Beauty of the Broken tells the story of fifteen-year-old Mara who lives in a small town with her abusive father, alcoholic mother, and brain-damaged brother. Mara has grown up listening to the conservative sermons of Reverend Winchell and the rantings of her closed-minded father, but when she befriends Xylia, the free-spirited new girl from San Francisco, Mara begins to question all that she’s been taught. Despite her conservative community and her father’s violent threats, Mara realizes that she’s in love with Xylia… and Xylia might be in love with her, too! But just when the girls start to feel safe with these new feelings, their secret is discovered, and Mara’s world is thrown into chaos.

Reading Beauty of the Broken is like entering a different world. “This whole town is retro,” Xylia tells Mara. “It’s like I stepped into a time warp or something.”
She’s right. Mara’s town is definitely behind the times, and Mara lives a low-tech life that most teens can only imagine. Her farmer father won’t let Mara have a cell phone or use a computer. Mara and her brother, Iggy, spend their days fishing and tending to the chickens instead of surfing the Internet. And Mara’s “Momma,” a fading beauty queen with a penchant for Ethel Merman, is trying to marry her daughter off to the preacher’s son like it’s still 1952. But in a way, the the old-fashioned vibe and archetypal characters make the story feel both timeless and magical.

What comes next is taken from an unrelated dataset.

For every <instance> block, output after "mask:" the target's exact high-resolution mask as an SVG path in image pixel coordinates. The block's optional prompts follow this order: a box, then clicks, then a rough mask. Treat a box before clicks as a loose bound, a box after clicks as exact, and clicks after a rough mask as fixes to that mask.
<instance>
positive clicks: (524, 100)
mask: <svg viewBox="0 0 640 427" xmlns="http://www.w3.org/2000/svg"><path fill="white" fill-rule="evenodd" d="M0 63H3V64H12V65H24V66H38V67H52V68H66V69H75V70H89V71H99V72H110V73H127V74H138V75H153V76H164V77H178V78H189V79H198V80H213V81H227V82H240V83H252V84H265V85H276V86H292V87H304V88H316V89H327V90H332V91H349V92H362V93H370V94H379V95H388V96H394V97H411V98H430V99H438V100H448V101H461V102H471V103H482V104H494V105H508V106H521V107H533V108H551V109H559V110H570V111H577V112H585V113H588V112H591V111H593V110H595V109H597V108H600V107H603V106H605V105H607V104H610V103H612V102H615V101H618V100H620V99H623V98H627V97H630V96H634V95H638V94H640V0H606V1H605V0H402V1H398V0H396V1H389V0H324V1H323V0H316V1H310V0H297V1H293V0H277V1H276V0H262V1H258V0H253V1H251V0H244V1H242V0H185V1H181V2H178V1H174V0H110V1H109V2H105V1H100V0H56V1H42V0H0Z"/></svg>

In fact, Beauty of the Broken seems less like a contemporary YA novel and more like a heart-breaking fable. Always realistic? No. Does it matter? No. Because this lyrical novel is less about the way things are and more about the way things feel to a fifteen-year-old girl who is trying her best to understand life and love in a world full of fear and hatred. It’s the emotion that makes Mara’s story so engaging and unforgettable.
Mara’s observations of the world are in turn beautiful, naïve, funny, and wise. Like most teens she can be overly-dramatic, but she is so full of love and longing that my heart couldn’t help but go out to her. Though her story is gut-wrenching, it is sprinkled with tiny miracles. And like the wooden figures she whittles, by the end of the novel Mara has carved out her own beliefs about God and what it means to love.
Mara says, “This is a chapter in my love story with Xylia. I don’t know how it ends, and I can’t even begin to imagine it, because nobody writes love stories about people like me.”
But Tawni Waters has written the story (with a little help from her literary muse), and she has created a timeless fable for today’s world.